Once a data row starts carrying a `Func<>` / `delegate` / `BuildPayload` — something that "packs code into data" — you're forcing it, which means the steps aren't really that homogeneous. This project's old engine's `step.BuildPayload(station, _paramGetter)` had exactly this smell: it had already admitted "parameters alone can't describe this step," so it smuggled code back into the table. At that point, switch-case is usually more honest.

The reverse also holds: if a switch has one `case` after another copy-pasting nearly identical submit/poll with only the parameters changing — that's forcing switch-case, and you should consider extracting it into a table.

---

## 7. Applied to this project

- **ENR_DUC (legacy machine)**: the `case` bodies directly `SetDO` / read `DI` / do various inline conditions — **highly heterogeneous, many branches** → switch-case is right; forcing it into a table would require a flag per special case, getting murkier the more you describe.
- **Tray-flip machine ActionTech**: the steps are **homogeneous** (all "submit a PLC atomic task + poll"), so a table would fit well in theory; but this machine ranks "on-site debugging case by case, even without AI" above "avoiding duplication," so it chose switch-case.
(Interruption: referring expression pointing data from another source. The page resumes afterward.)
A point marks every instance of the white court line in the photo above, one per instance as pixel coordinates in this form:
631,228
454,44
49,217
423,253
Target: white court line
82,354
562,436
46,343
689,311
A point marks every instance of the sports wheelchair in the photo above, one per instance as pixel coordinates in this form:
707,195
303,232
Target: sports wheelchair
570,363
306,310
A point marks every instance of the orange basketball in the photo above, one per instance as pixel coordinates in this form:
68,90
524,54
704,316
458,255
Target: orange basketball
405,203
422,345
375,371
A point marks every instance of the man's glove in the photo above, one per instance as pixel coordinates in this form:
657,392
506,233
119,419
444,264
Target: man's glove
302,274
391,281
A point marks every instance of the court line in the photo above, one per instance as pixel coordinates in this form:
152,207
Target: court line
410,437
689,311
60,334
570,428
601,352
The cost is drift between the parameter schema table and the `case` bodies (double-write) — a trade-off made with eyes open.

**In one sentence**: homogeneous + needs configurability / tooling → table; heterogeneous + needs on-site traceability → switch-case. When a data row starts growing a lambda, that's the signal to switch back to switch-case.